Élections Prud’hommales : Le vote

1. Le vote physique

1.1. Conditions d’éligibilité

Selon l’article L.1441-32, alinéa 1, «  le scrutin a lieu pendant le temps de travail, soit à la mairie, soit dans un local proche du lieu de travail (…) ».

D’autre part : « l’employeur autorise les salariés à s’absenter afin de leur permettre de participer au scrutin. Cette absence ne donne lieu à aucune diminution de la rémunération (…) » (article L.1441-34, alinéa 1).

Ces règles ne prévoient aucune exception.

L’employeur ne peut arguer d’aucun impératif de production, ni du fait que les bureaux de vote pourraient être ouverts avant ou après les horaires de travail ou au moment des pauses. Les employeurs qui craignent les « pertes de temps » dues au scrutin peuvent appuyer nos demandes de proximité des lieux de vote (voir au point 3 ci-dessous) !

Le vote physique n’est pas seulement un droit acquis : il a un sens. C’est du temps consacré à l’expression démocratique des salariés. Il contribue aussi à donner un aspect collectif à l’expression individuelle du droit de vote.

C’est pourquoi la CGT, ouverte à toutes les modalités permettant d’améliorer la participation, insiste pour que la proximité et l’effectivité du vote physique soient affirmées dans toute la communication ministérielle.

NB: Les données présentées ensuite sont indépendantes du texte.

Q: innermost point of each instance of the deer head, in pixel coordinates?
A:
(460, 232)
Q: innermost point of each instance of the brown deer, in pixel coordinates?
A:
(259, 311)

2. Le vote par correspondance

Le vote par correspondance, déjà étendu et simplifié lors des deux précédents scrutins est maintenant ouvert à tous :

- «  Tout électeur peut voter par correspondance (…) » (article D.1441-116).

- Il n’y a plus aucune condition particulière à remplir, professionnelle ou autre.

- Chaque électeur recevra automatiquement, avec les bulletins et professions de foi, les documents permettant de voter par correspondance.

C’est incontestablement une modalité de vote utile dans nombre de cas : salariés en congé le 3 décembre ou en déplacement professionnel rendant difficile l’accès au bureau de vote dont il dépend.

Mais cette possibilité ne doit en aucun cas servir de prétexte pour contester ou entraver l’organisation du vote physique des salariés travaillant, le jour du scrutin, à proximité du bureau de vote.

Le salarié qui a voté par correspondance peut se raviser et se rendre au bureau de vote le jour du scrutin. En effet, d’après les articles D.1441-120 et D.1441-121, les enveloppes de vote par correspondance ne sont dépouillées qu’après la clôture du scrutin. Les votes par correspondance émanant d’un salarié ayant voté physiquement (donc émargé) sont détruits.

N’oubliez pas de signer votre carte d’électeur et de la renvoyer avec votre bulletin. La lettre doit être postée avant le 29 novembre 2008. Indiquez sur l’enveloppe l’adresse figurant sur votre carte d’électeur à la rubrique « adresse de vote par correspondance » et non pas l’adresse du bureau de vote.